# CAIP Week 3 Call 2: AWS Bedrock API Integration and Error Handling

## Overview
This notebook covers hands-on implementation of AWS Bedrock API calls, handling throttling errors, implementing retry logic, and processing multiple requests efficiently. This builds on the conceptual foundation from Week 3 Call 1.

### Key Learning Objectives:
- Understand how to call Bedrock models programmatically
- Learn to handle ThrottlingException errors
- Implement exponential backoff retry logic
- Apply rate limiting between API calls
- Use prompt templates for batch processing
- Parse and extract responses from Bedrock API


## 1. Setting Up the Bedrock Runtime Client

### Key Point: Use the Runtime Client

**Critical distinction**: To invoke models for inference, you must use `boto3.client('bedrock-runtime')`, NOT `boto3.client('bedrock')`.
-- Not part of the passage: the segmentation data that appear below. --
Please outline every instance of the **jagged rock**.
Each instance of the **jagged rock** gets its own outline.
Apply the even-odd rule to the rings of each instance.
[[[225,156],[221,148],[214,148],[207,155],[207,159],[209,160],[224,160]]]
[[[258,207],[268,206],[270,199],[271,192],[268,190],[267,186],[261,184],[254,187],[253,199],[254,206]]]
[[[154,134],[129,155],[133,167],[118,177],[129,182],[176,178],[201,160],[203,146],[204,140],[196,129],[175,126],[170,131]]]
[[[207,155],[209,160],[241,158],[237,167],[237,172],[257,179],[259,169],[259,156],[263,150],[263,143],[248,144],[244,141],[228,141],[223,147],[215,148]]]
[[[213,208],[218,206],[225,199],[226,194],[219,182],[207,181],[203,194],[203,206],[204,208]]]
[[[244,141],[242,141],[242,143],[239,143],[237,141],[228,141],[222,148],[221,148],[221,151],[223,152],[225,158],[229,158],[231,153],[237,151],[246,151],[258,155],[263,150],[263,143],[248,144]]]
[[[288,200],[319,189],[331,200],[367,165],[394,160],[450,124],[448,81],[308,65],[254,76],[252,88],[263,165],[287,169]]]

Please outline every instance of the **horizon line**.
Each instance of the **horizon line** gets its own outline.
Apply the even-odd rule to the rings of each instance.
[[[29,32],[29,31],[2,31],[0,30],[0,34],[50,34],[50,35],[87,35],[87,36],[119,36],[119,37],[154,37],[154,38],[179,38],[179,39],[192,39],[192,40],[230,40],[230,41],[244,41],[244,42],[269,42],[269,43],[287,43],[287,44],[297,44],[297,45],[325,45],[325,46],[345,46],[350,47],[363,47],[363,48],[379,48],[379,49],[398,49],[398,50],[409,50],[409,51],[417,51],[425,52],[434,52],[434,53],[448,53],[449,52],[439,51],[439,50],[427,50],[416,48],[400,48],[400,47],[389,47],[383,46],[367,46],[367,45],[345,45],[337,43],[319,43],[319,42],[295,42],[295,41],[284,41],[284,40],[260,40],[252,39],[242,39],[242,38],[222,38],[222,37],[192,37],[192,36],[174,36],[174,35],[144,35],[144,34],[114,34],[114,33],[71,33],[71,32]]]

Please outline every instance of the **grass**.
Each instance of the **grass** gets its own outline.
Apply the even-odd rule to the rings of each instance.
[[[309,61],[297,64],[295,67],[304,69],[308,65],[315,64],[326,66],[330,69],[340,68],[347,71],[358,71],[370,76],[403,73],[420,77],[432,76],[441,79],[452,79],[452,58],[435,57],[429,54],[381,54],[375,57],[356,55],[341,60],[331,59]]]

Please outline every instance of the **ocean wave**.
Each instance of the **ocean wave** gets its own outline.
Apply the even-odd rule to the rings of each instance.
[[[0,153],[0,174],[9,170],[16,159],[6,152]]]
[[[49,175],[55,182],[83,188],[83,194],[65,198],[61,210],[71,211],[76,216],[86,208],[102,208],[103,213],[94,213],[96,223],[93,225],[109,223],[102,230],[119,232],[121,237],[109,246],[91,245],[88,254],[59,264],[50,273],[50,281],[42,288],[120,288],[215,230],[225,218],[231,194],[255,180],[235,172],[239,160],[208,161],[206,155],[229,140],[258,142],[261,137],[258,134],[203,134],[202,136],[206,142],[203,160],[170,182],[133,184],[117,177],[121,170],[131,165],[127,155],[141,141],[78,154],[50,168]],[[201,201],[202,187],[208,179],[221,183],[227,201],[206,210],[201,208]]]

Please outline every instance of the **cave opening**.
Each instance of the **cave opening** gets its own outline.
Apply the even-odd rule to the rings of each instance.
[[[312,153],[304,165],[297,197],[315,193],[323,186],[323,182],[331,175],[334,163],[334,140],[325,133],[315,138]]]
### Why Two Different Clients?
- **`bedrock` client**: For managing model resources, listing available models, configuring access
- **`bedrock-runtime` client**: For actually invoking models and getting predictions

### Example Setup:
```python
import boto3
import json

# Create the Bedrock runtime client
bedrock = boto3.client('bedrock-runtime')
```

**Note**: The runtime client is what you use to send prompts and receive responses from models.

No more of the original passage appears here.